Hacia el infinito

Corre con estilo, con ritmo, con elegancia. Zancada ágil, braceo acompasado, cabeza alta, sin esfuerzo aparente. El terreno es llano, no se distinguen ondulaciones en ninguna dirección.

El camino por el que se desliza también es recto, una línea uniforme que se pierde por el horizonte, tanto a su frente como a la espalda. No recuerda desde cuándo está corriendo, quizá desde siempre, ni tampoco sabe por qué lo hace. Sólo corre. Sin descanso, sin tregua.

A veces piensa que alguien le persigue.
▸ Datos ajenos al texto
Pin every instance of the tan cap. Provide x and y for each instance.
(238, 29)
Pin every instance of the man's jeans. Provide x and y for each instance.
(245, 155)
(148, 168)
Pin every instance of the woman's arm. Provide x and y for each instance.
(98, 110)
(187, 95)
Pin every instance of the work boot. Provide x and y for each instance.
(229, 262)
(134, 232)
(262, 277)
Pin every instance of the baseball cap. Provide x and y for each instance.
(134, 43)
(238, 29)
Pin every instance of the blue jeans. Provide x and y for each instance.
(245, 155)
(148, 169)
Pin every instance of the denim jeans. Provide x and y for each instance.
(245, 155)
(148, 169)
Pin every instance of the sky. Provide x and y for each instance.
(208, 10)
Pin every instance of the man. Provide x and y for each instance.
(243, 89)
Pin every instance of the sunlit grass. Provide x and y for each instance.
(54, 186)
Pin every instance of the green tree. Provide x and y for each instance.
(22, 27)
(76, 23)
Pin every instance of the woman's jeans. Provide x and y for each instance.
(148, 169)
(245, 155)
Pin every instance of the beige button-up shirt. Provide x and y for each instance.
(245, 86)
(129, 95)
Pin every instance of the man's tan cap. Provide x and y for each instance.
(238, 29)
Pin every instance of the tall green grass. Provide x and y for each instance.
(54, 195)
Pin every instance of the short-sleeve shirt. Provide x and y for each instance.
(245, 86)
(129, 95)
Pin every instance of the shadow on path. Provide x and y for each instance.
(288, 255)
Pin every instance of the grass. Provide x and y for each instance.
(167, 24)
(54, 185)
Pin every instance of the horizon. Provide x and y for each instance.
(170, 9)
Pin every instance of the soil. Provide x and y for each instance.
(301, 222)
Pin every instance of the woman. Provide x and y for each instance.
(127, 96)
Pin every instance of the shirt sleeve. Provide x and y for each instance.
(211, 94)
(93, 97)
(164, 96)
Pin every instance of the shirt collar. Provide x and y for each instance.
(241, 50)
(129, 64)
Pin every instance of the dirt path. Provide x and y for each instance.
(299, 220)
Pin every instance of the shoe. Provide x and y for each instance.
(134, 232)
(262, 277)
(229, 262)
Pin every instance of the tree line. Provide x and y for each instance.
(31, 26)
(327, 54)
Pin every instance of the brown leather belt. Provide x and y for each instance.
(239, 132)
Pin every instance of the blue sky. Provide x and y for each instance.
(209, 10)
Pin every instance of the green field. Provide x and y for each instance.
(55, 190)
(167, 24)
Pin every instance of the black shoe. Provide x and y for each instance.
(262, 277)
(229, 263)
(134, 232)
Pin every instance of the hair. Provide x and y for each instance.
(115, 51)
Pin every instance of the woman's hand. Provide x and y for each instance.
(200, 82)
Incluso imagina un monstruo terrorífico, marrón, informe, con ventosas chupadoras, viscoso, cálido, amenazador. Entonces vuelve la cabeza una o dos veces y piensa en acrecentar el ritmo de su carrera. Pero no lo hace, nunca lo hace. Otras veces imagina que algo, alguien le espera al final de su trayecto y que se debe apresurar para no retrasarse en la cita. Levanta la mirada, pero no distingue nada, tan solo el camino, largo, eterno.

Tiene tres modalidades en su carrera: el caricaturesco, el ceremonial o majestuoso y el ordinario. Éste es igual al caricaturesco que a su vez es idéntico al ceremonial, pero él sigue la norma de cambiar de estilo según su estado de ánimo se lo pide. Y sigue corriendo. Sin pausa.
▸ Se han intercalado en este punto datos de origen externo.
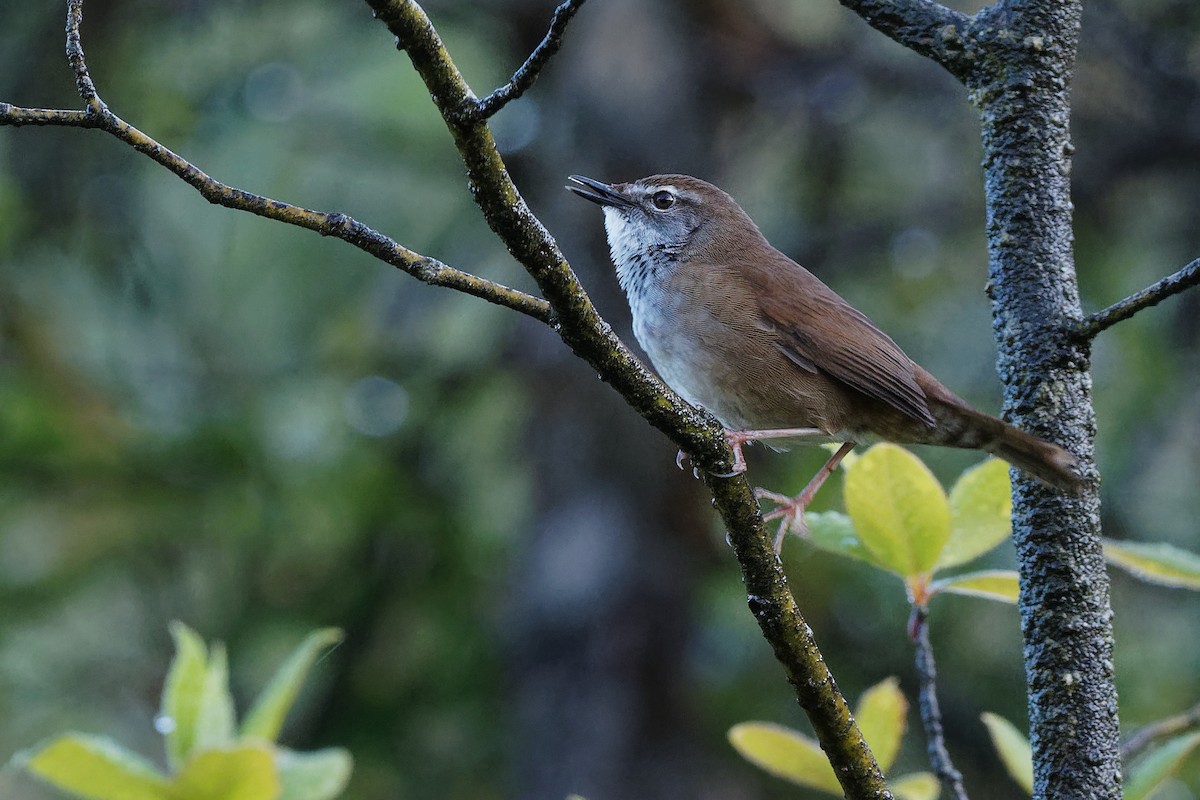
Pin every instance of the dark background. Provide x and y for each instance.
(214, 417)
A veces cruza algún otro sendero en el que se distinguen huellas, por lo que supone que hay otros corredores por otros caminos, pero jamás a encontrado ninguno. ¿Se dirigirán al mismo lugar que él en el caso de que existan realmente? Resulta evidente que por su sendero no ha pasado nunca nadie, no queda rastro de haber sido hollado, pero tras él si van quedando sus huellas nítidas y eternas. Porque no hay viento que las borre. Ni la más ligera brisa. Ignora de donde le viene el conocimiento de la noción de viento si no existe, igual que las rocas, no las hay y él lo sabe.

Se dedica a especular sobre esos interrogantes sin alcanzar respuestas. Tan solo corre, sigue corriendo. Sabe que llegará, tiene que continuar, llegará, y sigue corriendo.